Noch nie hat ein Film bei den Heimat Europa Filmfestspielen die Höchstpunktzahl bei der Publikumswertung erhalten. Der Publikumspreis ist mit 1000 Euro dotiert. Zuschauer konnten jeweils auf den Stimmzetteln einen bis fünf Sterne vergeben. Alle abgegebenen Stimmzettel für „Home Sweet Home“ hatten fünf Sterne. Vor der Preisverleihung hatte Jasmin Tabatabai sich zusammen mit dem David Klein Quartett als Sängerin auf der Fruchtmarktbühne präsentiert, bevor sie die Bronzestatue für den besten modernen Heimatfilm überreichte. Die Zuhörer erlebten ein Jazzkonzert der Extraklasse.

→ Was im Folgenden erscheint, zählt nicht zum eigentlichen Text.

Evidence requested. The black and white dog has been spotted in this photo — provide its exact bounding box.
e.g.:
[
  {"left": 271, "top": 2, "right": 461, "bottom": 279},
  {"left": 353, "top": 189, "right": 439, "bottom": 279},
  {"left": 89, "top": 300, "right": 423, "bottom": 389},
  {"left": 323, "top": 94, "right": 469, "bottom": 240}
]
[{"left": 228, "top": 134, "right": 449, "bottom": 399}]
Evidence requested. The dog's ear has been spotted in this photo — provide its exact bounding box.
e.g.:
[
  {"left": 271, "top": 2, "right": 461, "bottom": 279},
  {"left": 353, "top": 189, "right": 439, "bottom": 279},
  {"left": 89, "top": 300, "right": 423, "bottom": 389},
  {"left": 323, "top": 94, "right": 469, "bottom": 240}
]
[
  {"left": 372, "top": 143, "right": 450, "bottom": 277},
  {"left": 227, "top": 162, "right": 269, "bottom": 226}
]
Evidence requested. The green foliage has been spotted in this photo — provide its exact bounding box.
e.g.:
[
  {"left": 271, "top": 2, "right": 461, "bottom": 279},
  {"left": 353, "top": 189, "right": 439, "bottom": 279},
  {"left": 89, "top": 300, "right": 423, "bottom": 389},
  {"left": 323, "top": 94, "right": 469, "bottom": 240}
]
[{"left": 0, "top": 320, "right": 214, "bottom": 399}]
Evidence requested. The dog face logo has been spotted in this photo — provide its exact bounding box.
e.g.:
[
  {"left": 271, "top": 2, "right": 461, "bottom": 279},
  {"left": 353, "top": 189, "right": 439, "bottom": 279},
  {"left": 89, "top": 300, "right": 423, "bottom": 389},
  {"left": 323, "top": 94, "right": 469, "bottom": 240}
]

Zudem verzeichnen die Heimat Europa Filmfestspiele 2025 einen Rekordbesuch. Zusammengerechnet, ohne Berücksichtigung der Heimat Begegnungen Oberwesel, Neuerkirch, Kirchberg und Roeser kommen die Festspiele in diesem Jahr auf mehr als 3800 Besucher. „Die Heimatbegegnungen eingerechnet, knacken wir die viertausend“, freut sich Wolfgang Stemann vom Pro-Winzkino zusammen mit Stadtbürgermeister Andreas Nikolay. Die Veranstaltungen in Neuerkirch, Kirchberg und Mänttä-Vilppula stehen noch aus. Dass das Filmfestival im siebten Jahr seines Bestehens erneut einen sehr starken Zuschauerzuspruch erfahren hat, zeugt von der Qualität der Programmauswahl durch das dreiköpfige Team Sandra Burmann, Pro-Winzler Peter Huth und Kurator Janis Kuhnert. Tabatabai würdigte die Auswahl der Programmkommission im Rahmen der Preisverleihung: „Euer Programm war fantastisch.“
Staatssekretär Janosch Littig dankte im Namen der Ministerin für Familie, Frauen, Kultur und Integration dem Pro-Winzkino und der mitveranstaltenden Stadt Simmern für deren Engagement. „Die Heimat Europa Filmfestspiele unterstützen wir, weil wir Kultur abseits unserer Mittel- und Oberzentren fördern wollen. Davon lebt unser Land.“ Die Festspiele seien ein herausragendes Festival. „Es ist extrem wichtig, solche Projekte weiter zu fördern.“ Die 42.000 Euro vom Land und die 60.000 Euro seitens der Stadt Simmern – der Stadtrat hat diese Fördersumme bis einschließlich 2029 festgeschrieben – sind zusammen mit den Beiträgen der zahlreichen Sponsoren angesichts der großen Resonanz des Publikums sicher gut angelegtes Geld.